2GB does not really count as a “large” database – it’s more of a medium size.
2GB and about 15M records is a very small database – I’ve run much bigger ones on a pentium III(!) and everything has still run pretty fast.. If yours is slow it is a database/application design problem, not a mysql one.
I once was called upon to look at a mysql that had “stopped working”. I discovered that the DB files were residing on a Network Appliance filer mounted with NFS2 and with a maximum file size of 2GB. And sure enough, the table that had stopped accepting transactions was exactly 2GB on disk. But with regards to the performance curve I’m told that it was working like a champ right up until it didn’t work at all! This experience always serves for me as a nice reminder that there’re always dimensions above and below the one you naturally suspect.
A point to consider is also the purpose of the system and the data in the day to day.
For example, for a system with GPS monitoring of cars is not relevant query data from the positions of the car in previous months.
Therefore the data can be passed to other historical tables for possible consultation and reduce the execution times of the day to day queries.
Also watch out for complex joins. Transaction complexity can be a big factor in addition to transaction volume.
Refactoring heavy queries sometimes offers a big performance boost.
Performance can degrade in a matter of few thousand rows if database is not designed properly.
If you have proper indexes, use proper engines (don’t use MyISAM where multiple DMLs are expected), use partitioning, allocate correct memory depending on the use and of course have good server configuration, MySQL can handle data even in terabytes!
There are always ways to improve the database performance.
It depends on your query and validation.
For example, i worked with a table of 100 000 drugs which has a column generic name where it has more than 15 characters for each drug in that table .I put a query to compare the generic name of drugs between two tables.The query takes more minutes to run.The Same,if you compare the drugs using the drug index,using an id column (as said above), it takes only few seconds.

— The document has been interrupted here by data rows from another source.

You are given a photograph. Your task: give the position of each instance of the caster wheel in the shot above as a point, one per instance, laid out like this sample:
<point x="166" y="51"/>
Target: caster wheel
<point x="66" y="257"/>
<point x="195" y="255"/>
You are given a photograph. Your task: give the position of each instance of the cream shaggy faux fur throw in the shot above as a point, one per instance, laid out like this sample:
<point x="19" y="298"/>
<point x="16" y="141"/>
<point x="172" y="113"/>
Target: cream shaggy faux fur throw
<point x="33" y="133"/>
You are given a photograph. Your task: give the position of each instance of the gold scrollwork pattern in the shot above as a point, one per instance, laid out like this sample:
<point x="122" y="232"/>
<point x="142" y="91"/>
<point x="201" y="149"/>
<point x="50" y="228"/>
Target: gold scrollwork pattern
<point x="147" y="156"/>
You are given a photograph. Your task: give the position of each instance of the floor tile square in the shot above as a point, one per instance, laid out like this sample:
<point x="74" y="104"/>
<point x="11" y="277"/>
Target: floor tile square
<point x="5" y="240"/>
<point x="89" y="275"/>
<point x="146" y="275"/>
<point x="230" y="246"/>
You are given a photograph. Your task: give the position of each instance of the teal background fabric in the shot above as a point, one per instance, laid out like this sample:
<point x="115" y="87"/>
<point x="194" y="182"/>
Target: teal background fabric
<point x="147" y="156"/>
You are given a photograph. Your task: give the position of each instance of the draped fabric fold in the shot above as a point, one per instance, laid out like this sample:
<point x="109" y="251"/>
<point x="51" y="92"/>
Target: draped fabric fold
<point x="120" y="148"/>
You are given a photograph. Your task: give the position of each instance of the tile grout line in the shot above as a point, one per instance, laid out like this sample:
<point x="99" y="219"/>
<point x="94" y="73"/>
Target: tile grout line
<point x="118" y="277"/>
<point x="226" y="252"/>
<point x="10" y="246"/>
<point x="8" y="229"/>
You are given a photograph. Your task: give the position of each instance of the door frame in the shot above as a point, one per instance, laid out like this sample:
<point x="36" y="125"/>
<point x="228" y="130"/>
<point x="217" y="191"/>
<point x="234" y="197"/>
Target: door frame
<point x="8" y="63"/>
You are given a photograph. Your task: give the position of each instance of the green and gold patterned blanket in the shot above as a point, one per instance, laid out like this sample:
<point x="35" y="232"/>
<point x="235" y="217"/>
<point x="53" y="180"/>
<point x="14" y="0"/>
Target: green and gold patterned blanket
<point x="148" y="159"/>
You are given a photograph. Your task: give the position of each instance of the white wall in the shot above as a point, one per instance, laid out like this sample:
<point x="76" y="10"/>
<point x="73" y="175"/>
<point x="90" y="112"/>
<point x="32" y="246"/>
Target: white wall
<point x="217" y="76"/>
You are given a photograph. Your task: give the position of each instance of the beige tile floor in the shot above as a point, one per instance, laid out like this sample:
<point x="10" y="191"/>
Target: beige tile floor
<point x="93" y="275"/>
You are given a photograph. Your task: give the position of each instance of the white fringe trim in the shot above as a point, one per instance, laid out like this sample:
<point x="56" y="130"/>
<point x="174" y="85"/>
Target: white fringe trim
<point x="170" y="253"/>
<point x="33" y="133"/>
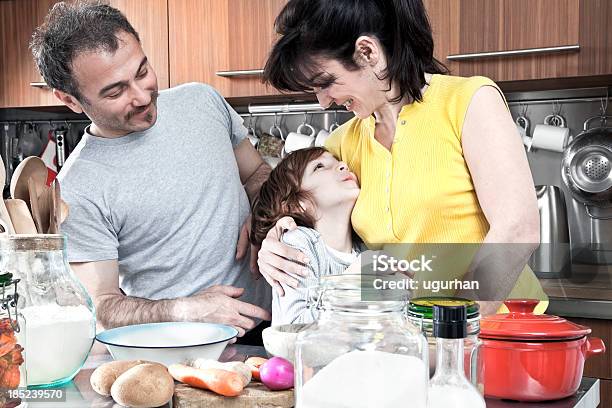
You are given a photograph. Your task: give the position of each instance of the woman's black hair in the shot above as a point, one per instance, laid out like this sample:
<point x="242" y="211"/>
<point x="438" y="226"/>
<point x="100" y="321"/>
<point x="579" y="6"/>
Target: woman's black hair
<point x="314" y="29"/>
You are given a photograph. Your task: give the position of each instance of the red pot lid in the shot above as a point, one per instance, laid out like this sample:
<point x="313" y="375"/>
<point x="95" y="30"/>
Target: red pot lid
<point x="522" y="324"/>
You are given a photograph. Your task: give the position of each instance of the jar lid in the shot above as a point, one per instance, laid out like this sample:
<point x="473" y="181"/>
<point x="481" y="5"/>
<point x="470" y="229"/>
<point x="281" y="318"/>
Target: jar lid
<point x="423" y="306"/>
<point x="522" y="324"/>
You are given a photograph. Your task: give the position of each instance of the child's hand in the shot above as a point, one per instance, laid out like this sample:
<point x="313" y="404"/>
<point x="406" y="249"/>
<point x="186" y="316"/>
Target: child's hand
<point x="278" y="261"/>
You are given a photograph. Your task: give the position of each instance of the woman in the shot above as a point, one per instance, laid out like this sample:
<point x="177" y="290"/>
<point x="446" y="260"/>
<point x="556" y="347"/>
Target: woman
<point x="438" y="157"/>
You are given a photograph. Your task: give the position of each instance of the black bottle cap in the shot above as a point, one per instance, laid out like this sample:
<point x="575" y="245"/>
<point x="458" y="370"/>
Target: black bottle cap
<point x="450" y="322"/>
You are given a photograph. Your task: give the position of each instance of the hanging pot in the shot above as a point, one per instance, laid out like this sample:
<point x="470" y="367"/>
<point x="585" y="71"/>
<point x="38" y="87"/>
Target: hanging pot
<point x="587" y="165"/>
<point x="528" y="357"/>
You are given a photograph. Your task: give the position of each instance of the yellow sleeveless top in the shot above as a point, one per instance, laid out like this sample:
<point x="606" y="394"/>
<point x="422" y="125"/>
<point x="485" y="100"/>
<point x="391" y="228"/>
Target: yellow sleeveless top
<point x="421" y="191"/>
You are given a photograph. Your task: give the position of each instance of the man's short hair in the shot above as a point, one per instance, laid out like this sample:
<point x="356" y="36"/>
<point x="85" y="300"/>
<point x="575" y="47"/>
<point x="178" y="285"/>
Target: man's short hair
<point x="69" y="29"/>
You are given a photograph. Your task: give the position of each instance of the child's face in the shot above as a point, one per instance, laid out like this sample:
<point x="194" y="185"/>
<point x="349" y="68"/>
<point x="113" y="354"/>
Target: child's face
<point x="330" y="182"/>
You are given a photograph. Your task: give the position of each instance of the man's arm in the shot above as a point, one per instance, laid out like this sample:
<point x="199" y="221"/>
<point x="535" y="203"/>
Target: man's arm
<point x="253" y="170"/>
<point x="217" y="304"/>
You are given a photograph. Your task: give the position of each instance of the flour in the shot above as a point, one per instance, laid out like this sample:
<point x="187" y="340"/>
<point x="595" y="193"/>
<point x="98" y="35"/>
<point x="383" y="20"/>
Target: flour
<point x="448" y="396"/>
<point x="366" y="379"/>
<point x="57" y="341"/>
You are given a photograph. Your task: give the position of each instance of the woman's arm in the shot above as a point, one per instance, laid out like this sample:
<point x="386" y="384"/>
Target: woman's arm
<point x="502" y="179"/>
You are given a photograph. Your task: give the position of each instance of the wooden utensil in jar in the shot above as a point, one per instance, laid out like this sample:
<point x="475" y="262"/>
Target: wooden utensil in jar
<point x="33" y="193"/>
<point x="6" y="223"/>
<point x="20" y="217"/>
<point x="30" y="167"/>
<point x="55" y="209"/>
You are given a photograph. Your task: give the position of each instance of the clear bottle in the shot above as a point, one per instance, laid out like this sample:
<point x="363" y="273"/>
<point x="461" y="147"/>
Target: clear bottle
<point x="362" y="351"/>
<point x="60" y="314"/>
<point x="449" y="386"/>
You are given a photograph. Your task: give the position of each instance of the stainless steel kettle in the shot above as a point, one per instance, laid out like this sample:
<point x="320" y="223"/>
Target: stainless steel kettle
<point x="552" y="258"/>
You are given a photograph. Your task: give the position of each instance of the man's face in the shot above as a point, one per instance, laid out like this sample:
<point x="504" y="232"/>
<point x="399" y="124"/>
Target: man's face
<point x="119" y="89"/>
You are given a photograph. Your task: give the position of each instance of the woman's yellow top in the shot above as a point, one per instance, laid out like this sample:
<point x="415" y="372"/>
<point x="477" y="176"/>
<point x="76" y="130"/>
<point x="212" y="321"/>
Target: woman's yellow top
<point x="421" y="190"/>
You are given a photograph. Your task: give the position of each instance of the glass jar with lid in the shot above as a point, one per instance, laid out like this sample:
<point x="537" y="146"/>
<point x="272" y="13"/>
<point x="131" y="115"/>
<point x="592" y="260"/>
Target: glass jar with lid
<point x="12" y="367"/>
<point x="59" y="312"/>
<point x="361" y="351"/>
<point x="420" y="313"/>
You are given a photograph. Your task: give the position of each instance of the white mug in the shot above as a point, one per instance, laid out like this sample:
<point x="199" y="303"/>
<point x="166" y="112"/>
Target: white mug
<point x="321" y="138"/>
<point x="548" y="137"/>
<point x="298" y="140"/>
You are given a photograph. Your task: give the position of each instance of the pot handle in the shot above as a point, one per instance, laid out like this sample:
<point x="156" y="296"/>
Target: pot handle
<point x="593" y="346"/>
<point x="523" y="306"/>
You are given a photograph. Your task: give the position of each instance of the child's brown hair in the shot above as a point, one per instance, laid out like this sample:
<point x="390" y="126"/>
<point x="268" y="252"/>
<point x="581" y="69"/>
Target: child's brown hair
<point x="281" y="195"/>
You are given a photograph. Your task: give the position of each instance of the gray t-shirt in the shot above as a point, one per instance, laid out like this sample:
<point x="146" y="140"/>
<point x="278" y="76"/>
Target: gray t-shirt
<point x="168" y="202"/>
<point x="324" y="260"/>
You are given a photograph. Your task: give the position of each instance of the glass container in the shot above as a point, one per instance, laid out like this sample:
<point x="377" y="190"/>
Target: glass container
<point x="12" y="367"/>
<point x="449" y="386"/>
<point x="361" y="351"/>
<point x="420" y="313"/>
<point x="60" y="314"/>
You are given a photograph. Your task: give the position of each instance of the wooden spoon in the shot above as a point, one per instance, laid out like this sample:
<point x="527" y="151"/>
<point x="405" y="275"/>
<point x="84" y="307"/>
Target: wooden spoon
<point x="20" y="217"/>
<point x="30" y="167"/>
<point x="54" y="208"/>
<point x="34" y="206"/>
<point x="6" y="223"/>
<point x="65" y="209"/>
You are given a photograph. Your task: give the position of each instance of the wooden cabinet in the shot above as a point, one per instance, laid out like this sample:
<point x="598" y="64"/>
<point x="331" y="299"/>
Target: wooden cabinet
<point x="216" y="41"/>
<point x="541" y="38"/>
<point x="151" y="24"/>
<point x="19" y="18"/>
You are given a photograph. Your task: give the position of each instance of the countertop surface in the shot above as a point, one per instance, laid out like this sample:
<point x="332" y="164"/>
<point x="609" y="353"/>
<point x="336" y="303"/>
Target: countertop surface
<point x="78" y="393"/>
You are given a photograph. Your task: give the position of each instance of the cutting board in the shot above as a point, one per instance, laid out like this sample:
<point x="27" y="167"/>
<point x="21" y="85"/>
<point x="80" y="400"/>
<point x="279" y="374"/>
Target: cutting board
<point x="255" y="395"/>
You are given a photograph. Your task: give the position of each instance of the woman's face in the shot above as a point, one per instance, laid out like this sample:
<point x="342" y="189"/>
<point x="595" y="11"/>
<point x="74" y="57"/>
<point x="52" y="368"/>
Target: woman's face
<point x="360" y="91"/>
<point x="330" y="183"/>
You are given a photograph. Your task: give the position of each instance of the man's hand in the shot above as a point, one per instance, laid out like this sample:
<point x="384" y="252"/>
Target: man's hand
<point x="219" y="304"/>
<point x="278" y="261"/>
<point x="244" y="245"/>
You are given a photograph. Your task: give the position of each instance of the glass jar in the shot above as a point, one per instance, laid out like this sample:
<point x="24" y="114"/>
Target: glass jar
<point x="361" y="351"/>
<point x="60" y="315"/>
<point x="12" y="367"/>
<point x="420" y="313"/>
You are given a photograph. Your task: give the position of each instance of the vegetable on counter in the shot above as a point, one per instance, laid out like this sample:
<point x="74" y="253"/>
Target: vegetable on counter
<point x="277" y="374"/>
<point x="223" y="382"/>
<point x="254" y="363"/>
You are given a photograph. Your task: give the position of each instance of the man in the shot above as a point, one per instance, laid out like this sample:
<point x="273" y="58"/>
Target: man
<point x="156" y="187"/>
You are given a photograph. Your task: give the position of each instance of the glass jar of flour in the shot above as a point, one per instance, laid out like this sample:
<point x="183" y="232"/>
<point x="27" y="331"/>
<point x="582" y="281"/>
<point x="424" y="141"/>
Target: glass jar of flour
<point x="361" y="351"/>
<point x="59" y="313"/>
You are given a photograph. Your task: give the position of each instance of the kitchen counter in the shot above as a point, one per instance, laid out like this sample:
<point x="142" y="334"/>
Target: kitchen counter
<point x="79" y="393"/>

Database size DOES matter in terms of bytes and table’s rows number. You will notice a huge performance difference between a light database and a blob filled one. Once my application got stuck because I put binary images inside fields instead of keeping images in files on the disk and putting only file names in database. Iterating a large number of rows on the other hand is not for free.

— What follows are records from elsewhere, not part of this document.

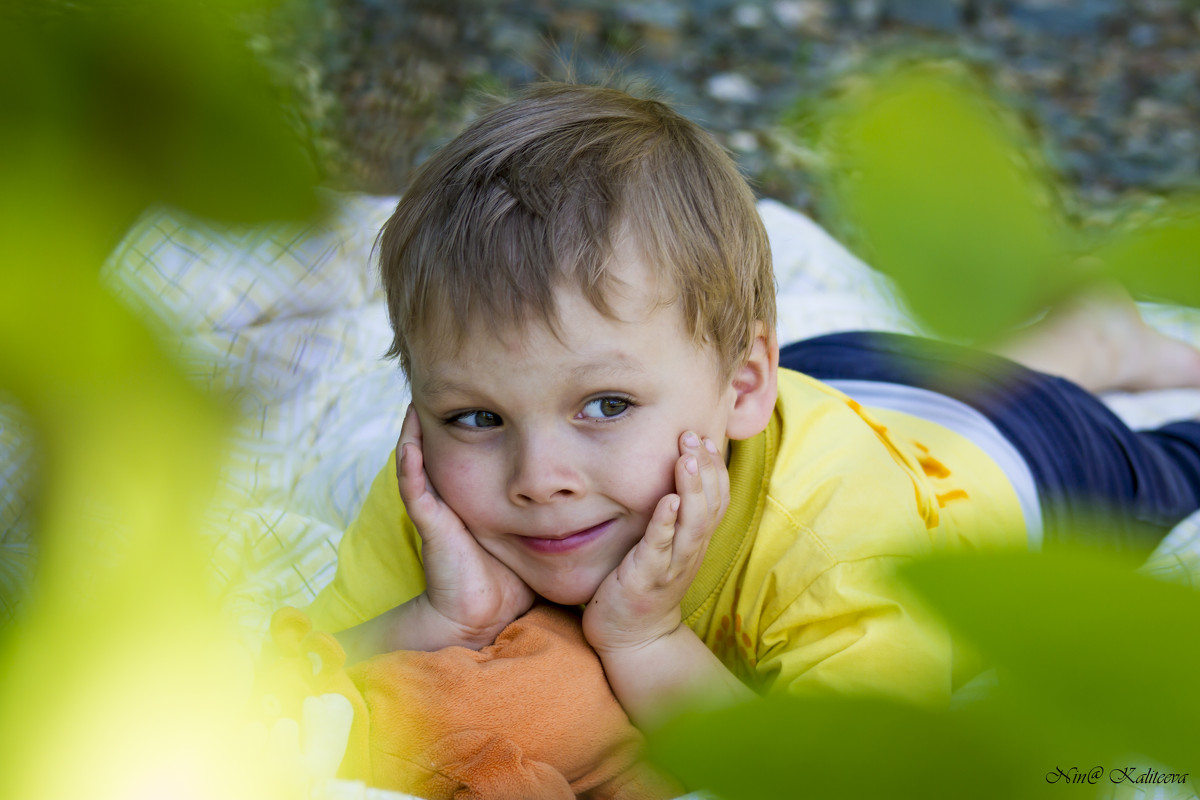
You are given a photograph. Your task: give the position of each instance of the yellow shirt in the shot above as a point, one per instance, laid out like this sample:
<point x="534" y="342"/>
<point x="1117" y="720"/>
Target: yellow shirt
<point x="796" y="589"/>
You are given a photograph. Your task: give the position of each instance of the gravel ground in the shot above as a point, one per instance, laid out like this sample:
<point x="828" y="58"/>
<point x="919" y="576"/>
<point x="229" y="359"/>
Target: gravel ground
<point x="1113" y="86"/>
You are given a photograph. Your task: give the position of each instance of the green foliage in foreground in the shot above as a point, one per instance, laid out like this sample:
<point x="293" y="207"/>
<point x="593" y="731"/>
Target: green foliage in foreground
<point x="117" y="683"/>
<point x="942" y="187"/>
<point x="1097" y="667"/>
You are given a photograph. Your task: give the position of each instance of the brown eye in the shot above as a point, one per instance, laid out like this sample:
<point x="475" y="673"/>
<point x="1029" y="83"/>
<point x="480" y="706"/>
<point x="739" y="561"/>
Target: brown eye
<point x="478" y="420"/>
<point x="605" y="408"/>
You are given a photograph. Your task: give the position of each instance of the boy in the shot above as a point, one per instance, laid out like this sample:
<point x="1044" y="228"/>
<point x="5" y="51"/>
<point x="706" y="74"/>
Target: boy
<point x="583" y="304"/>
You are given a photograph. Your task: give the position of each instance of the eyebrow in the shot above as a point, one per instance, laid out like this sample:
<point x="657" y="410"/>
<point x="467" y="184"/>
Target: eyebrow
<point x="617" y="367"/>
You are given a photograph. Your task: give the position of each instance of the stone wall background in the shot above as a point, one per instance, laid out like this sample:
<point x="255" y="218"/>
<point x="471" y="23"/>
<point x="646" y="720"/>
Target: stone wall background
<point x="1113" y="86"/>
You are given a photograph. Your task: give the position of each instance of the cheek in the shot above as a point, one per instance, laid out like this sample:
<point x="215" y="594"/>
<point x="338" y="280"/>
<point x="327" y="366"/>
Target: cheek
<point x="648" y="471"/>
<point x="462" y="480"/>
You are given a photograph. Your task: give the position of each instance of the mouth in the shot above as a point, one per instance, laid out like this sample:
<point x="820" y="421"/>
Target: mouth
<point x="568" y="542"/>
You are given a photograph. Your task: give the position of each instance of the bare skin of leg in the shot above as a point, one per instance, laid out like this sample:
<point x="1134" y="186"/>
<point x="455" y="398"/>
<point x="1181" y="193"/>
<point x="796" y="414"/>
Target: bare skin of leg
<point x="1099" y="341"/>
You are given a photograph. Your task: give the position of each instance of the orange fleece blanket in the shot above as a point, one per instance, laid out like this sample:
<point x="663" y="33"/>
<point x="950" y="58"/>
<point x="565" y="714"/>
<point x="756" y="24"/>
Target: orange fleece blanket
<point x="529" y="716"/>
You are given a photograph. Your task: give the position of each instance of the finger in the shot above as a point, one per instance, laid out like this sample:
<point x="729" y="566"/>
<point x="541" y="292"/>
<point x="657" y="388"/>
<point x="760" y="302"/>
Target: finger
<point x="411" y="431"/>
<point x="709" y="479"/>
<point x="724" y="485"/>
<point x="693" y="503"/>
<point x="646" y="565"/>
<point x="660" y="533"/>
<point x="717" y="480"/>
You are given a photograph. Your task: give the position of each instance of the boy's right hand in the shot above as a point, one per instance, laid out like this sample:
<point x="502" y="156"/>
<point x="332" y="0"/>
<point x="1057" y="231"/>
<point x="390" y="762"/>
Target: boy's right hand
<point x="473" y="595"/>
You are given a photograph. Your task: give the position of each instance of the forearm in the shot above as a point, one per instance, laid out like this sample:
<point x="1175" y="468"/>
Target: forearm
<point x="414" y="625"/>
<point x="667" y="674"/>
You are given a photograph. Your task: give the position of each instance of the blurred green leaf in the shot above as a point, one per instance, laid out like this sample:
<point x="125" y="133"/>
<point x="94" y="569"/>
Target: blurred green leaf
<point x="785" y="746"/>
<point x="1084" y="633"/>
<point x="1159" y="258"/>
<point x="120" y="659"/>
<point x="161" y="102"/>
<point x="1097" y="668"/>
<point x="937" y="184"/>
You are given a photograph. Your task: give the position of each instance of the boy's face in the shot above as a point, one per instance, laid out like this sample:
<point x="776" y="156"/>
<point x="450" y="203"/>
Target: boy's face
<point x="553" y="452"/>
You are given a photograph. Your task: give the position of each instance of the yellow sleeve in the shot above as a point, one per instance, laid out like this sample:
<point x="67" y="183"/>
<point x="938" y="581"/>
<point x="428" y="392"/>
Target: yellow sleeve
<point x="857" y="630"/>
<point x="378" y="560"/>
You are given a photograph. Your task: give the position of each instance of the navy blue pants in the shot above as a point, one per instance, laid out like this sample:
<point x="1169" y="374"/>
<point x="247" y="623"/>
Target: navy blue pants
<point x="1098" y="481"/>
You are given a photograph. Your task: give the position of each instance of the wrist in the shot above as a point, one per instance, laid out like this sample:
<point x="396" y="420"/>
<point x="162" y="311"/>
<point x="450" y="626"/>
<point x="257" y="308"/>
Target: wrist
<point x="659" y="677"/>
<point x="449" y="632"/>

I’m currently managing a MySQL database on Amazon’s cloud infrastructure that has grown to 160 GB. Query performance is fine. What has become a nightmare is backups, restores, adding slaves, or anything else that deals with the whole dataset, or even DDL on large tables. Getting a clean import of a dump file has become problematic. In order to make the process stable enough to automate, various choices needed to be made to prioritize stability over performance. If we ever had to recover from a disaster using a SQL backup, we’d be down for days.

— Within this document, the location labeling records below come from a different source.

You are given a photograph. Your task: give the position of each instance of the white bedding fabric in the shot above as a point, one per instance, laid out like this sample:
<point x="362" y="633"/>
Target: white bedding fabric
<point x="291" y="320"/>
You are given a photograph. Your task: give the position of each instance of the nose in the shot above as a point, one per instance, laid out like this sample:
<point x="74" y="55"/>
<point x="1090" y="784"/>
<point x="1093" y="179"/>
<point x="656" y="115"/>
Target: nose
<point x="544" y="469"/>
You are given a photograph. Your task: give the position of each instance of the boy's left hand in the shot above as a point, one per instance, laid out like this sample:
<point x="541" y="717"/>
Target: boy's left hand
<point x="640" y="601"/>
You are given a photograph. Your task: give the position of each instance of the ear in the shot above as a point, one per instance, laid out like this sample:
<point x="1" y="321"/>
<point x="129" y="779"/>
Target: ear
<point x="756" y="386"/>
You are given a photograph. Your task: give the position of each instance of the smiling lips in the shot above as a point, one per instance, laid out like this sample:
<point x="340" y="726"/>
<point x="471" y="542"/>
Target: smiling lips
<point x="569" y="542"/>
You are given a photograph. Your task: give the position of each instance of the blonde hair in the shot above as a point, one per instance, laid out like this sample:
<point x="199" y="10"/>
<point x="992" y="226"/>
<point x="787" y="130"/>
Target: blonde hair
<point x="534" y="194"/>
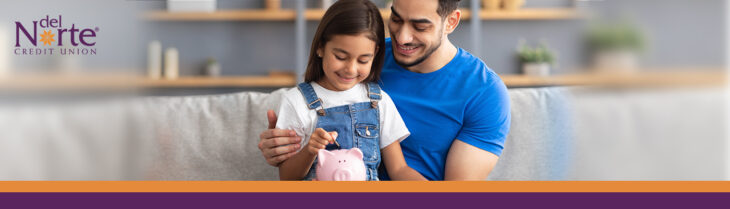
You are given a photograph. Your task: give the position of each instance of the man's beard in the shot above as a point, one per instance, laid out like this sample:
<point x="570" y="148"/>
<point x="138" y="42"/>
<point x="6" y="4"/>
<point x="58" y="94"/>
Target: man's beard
<point x="420" y="59"/>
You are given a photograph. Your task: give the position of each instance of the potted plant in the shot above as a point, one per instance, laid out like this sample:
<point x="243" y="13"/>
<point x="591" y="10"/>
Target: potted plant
<point x="512" y="5"/>
<point x="615" y="46"/>
<point x="535" y="61"/>
<point x="491" y="5"/>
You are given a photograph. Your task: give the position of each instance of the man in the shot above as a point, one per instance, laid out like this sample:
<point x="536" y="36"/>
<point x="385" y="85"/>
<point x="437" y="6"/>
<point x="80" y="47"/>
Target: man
<point x="456" y="108"/>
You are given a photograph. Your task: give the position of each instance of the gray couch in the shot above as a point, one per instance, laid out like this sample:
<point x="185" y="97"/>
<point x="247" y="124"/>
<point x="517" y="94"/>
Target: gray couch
<point x="556" y="134"/>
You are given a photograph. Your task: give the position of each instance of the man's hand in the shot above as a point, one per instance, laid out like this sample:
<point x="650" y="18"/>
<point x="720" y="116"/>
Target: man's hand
<point x="272" y="142"/>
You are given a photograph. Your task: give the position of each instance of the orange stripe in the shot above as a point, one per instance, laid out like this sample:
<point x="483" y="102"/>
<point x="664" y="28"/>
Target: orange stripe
<point x="304" y="186"/>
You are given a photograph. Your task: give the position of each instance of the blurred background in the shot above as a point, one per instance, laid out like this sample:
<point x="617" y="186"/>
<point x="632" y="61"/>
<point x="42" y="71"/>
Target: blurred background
<point x="602" y="89"/>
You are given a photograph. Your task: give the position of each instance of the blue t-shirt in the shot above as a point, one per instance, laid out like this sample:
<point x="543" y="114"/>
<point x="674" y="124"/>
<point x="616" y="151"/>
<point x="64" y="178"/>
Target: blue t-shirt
<point x="464" y="100"/>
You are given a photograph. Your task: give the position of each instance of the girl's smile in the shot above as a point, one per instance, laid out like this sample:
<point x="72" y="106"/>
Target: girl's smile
<point x="346" y="61"/>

Horizontally scaling SQL is also pretty painful, and in most cases leads to using it in ways you probably did not intend when you chose to put your data in SQL in the first place. Shards, read slaves, multi-master, et al, they are all really shitty solutions that add complexity to everything you ever do with the DB, and not one of them solves the problem; only mitigates it in some ways. I would strongly suggest looking at moving some of your data out of MySQL (or really any SQL) when you start approaching a dataset of a size where these types of things become an issue.